Of course, we weren’t just going to toss the daybed. We spent about $200 building it from scratch, it fit the mattress perfectly, and it had useful storage underneath.
We ripped off the MDF “back” (that made it look like a deep couch) and the “end” (that doubled as a headboard), which left us with a really heavy platform bed. I dragged the “end” piece into my studio and raided my scrap wood pile to see how I could add to the original design.
I messed around for about an hour, cutting scraps of 1x3s and 1x4s and fitting them in wherever I could. The only criteria was that that both sides were balanced — any angled chunks I slid into one end needed to be matched on the opposite end.
If I didn’t have a long-enough board, I just used two smaller pieces. I even used scraps that were already painted, since I knew I’d be repainting the whole thing. If my mitered cuts were a bit off, I shrugged and went with it. Basically I did all of the things that would have made my handy husband writhe around in pain, if he had been watching.

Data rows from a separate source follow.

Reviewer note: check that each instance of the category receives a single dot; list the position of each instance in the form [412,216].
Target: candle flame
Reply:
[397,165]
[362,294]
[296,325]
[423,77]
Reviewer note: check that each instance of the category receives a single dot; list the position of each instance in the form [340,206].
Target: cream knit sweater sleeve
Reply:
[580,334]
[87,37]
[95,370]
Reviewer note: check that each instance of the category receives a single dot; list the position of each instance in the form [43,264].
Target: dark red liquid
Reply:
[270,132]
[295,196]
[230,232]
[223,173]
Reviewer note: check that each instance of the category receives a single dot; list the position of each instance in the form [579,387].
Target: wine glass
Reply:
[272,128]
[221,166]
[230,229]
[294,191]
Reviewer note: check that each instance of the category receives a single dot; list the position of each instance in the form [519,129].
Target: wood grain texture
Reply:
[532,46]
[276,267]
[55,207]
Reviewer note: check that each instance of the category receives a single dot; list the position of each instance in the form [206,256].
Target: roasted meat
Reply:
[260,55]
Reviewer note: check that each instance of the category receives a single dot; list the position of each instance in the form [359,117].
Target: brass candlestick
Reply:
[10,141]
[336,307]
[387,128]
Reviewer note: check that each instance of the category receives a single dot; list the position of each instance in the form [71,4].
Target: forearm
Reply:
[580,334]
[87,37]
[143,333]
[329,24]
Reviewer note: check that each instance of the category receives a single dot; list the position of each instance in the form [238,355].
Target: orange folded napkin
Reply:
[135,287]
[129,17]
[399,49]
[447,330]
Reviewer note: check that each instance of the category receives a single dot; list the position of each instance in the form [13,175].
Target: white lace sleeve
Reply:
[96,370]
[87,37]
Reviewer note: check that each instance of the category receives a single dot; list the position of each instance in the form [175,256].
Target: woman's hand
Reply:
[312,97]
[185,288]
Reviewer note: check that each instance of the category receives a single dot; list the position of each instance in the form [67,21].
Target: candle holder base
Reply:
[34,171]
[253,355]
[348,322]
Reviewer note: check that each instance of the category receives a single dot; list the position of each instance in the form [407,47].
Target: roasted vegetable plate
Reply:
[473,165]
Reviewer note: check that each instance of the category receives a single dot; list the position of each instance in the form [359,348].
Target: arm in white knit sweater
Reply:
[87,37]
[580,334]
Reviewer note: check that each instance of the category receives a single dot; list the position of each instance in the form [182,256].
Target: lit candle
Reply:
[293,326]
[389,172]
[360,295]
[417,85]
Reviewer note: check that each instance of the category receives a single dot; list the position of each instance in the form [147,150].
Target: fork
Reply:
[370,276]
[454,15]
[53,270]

Speak of the devil, he walked in just after I’d finished updating the headboard.
“I know what you’re thinking. I know it’s not perfect. But do NOT be critical!” I warned him immediately.
He practically turned purple keeping quiet, and managed to nod and eek out a “Very nice.”
“I didn’t have a long-enough board for the top, so I just stuck two smaller ones together,” I pointed out — proud of my resourcefulness, and also kind of enjoying his tortured expression.
(My handy husband and I are very different woodworkers. I’m all about using what I have, and he would have spent $200 on fresh lumber to do it all perfectly.)
When I explained I was out of wood-filler, he told me to mix sawdust with wood glue and use that instead. I did, but I’m not sure I got the proportions right — it looked like I was smearing dry oatmeal into the cracks. Perhaps that was a good thing, though, because I did have a lot of “oopsie” mitre cuts to camouflage.
I sanded the whole thing down the next day, and painted it with a single coat of dark matte grey (“Ash” by Fusion Mineral Paint). Then I sanded the edges to distress it and highlight all of the new shapes, and we screwed it back onto the old daybed. Job well done!
I’m pleased that the new guest bed looks nothing like the original daybed, and the upgrade didn’t cost us anything. The dark grey is a nice contrast against the guest room’s freshly-painted greige walls (Benjamin Moore’s “Edgecomb Gray”) and pale green/blue nightstand and armoire (Fusion Mineral Paint’s “Inglenook”).
It just goes to show that if you have furniture you don’t like, maybe it can be a useful “base” and you can turn it into something you love.